En Thaïlande, la dictature s'installe

Article publié enn 2014

La dictature s’installe définitivement en Thaïlande. La junte militaire détient toujours la première ministre  légitimement élue, Yingluck Shinawatra. Aujourd’hui, les militaires s’apprêtent à arrêter 35 intellectuels parmi les plus influents dont des journalistes, des académiciens, d’anciens hommes politiques et même des policiers.

 


D’un autre coté, ils ont libéré dès vendredi Abhisit Vejjajiva, leader de l’opposition et chef du parti démocrate. Premier ministre de 2008 à 2011, Abhisit fait pourtant l’objet d’un mandat d’arrêt pour son rôle dans la répression d’une manifestation qui a fait 91 morts en 2010.

Commandant en chef des armées et leader de la de junte militaire, le Général Prayuth s’est auto-proclamé premier ministre. Il va lui être de plus en plus difficile de paraître neutre dans le conflit qui oppose le gouvernement légitimement élu, aujourd’hui aux arrêts, et l’opposition. Il n’est pas aidé non plus par la répartition géographique du conflit. Le gouvernement légitime est largement majoritaire dans le nord et l’est du pays ainsi que l’est de Bangkok. Les soutiens du parti démocrate et de l’opposition se trouvent dans le sud du pays et l’ouest de Bangkok. Certains ont déjà brandi la menace d’une scission du pays en deux.

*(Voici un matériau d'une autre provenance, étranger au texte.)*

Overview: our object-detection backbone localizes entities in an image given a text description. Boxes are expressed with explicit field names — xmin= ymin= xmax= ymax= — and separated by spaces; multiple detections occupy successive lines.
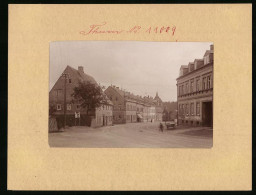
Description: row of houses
xmin=177 ymin=45 xmax=214 ymax=126
xmin=105 ymin=85 xmax=163 ymax=124
xmin=49 ymin=66 xmax=163 ymax=127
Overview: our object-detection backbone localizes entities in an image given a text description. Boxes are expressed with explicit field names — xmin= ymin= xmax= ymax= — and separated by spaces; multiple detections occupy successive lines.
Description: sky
xmin=49 ymin=41 xmax=212 ymax=101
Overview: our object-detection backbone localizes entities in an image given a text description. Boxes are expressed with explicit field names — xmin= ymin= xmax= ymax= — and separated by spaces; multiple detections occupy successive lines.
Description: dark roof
xmin=66 ymin=65 xmax=98 ymax=85
xmin=204 ymin=50 xmax=213 ymax=57
xmin=110 ymin=86 xmax=161 ymax=104
xmin=180 ymin=65 xmax=188 ymax=69
xmin=64 ymin=65 xmax=113 ymax=105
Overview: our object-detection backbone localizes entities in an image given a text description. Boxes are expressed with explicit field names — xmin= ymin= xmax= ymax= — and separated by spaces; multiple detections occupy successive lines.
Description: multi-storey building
xmin=105 ymin=85 xmax=162 ymax=124
xmin=49 ymin=66 xmax=113 ymax=127
xmin=177 ymin=45 xmax=214 ymax=126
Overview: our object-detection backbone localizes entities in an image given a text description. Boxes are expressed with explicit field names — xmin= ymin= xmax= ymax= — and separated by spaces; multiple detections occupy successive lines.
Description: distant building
xmin=49 ymin=66 xmax=113 ymax=127
xmin=163 ymin=102 xmax=178 ymax=121
xmin=154 ymin=92 xmax=163 ymax=121
xmin=177 ymin=45 xmax=214 ymax=126
xmin=105 ymin=85 xmax=162 ymax=124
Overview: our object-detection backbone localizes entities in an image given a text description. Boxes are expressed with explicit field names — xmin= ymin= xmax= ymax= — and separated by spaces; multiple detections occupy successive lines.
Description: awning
xmin=137 ymin=114 xmax=143 ymax=118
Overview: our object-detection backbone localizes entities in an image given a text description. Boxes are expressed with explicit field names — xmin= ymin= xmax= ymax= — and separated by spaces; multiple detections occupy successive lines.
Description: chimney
xmin=78 ymin=66 xmax=84 ymax=73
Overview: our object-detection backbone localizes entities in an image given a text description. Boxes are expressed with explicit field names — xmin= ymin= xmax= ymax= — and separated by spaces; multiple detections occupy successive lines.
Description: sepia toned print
xmin=49 ymin=41 xmax=214 ymax=148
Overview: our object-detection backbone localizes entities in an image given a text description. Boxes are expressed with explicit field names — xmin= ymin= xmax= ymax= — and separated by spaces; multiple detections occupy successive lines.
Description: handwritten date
xmin=79 ymin=22 xmax=176 ymax=36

L’armée est elle-même divisée. Si son élite penche pour les forces réactionnaires, l’essentiel de ses troupes est composée de thaïlandais du nord-est du pays, favorables au gouvernement légitimement élu.

Le Conseil National pour l’Ordre et la Paix, le nouveau nom officiel de la junte militaire, a abrogé la Constitution et dissous le Sénat, la seule entité qui comptait des membres élus démocratiquement. Il n’existe donc plus de cadre légal. Nous sommes entrés dans une dictature absolue. 18 directeurs de journaux ont été convoqués ce dimanche à 14 heures. Bien que The Nation ne soit pas dans cette liste, un de ces journalistes connus pour son opposition aux lois de lèse-majesté, Pravit Rojanaphruk, a lui aussi été convoqué ce dimanche à 22 heures.

Thaksin Shinawatra, qui reste l’homme politique le plus populaire du pays, a menacé de créer un gouvernement en exil. Le ministre de l’éducation, Chaturon Chaisang et le leader du parti majoritaire gouvernemental Pheua Thai, Charupong Ruangsuwan ont refusé de se rendre. A Bangkok même, des  centaines de thaïlandais bravent l’interdiction de se réunir publiquement à plus de 5 pour manifester en mase contre le coup d’état. Ils risquent jusqu’à 2 ans de prison. A Chiang Mai, dans le nord du pays, 3 manifestants ont d’ailleurs déjà été arrêtés.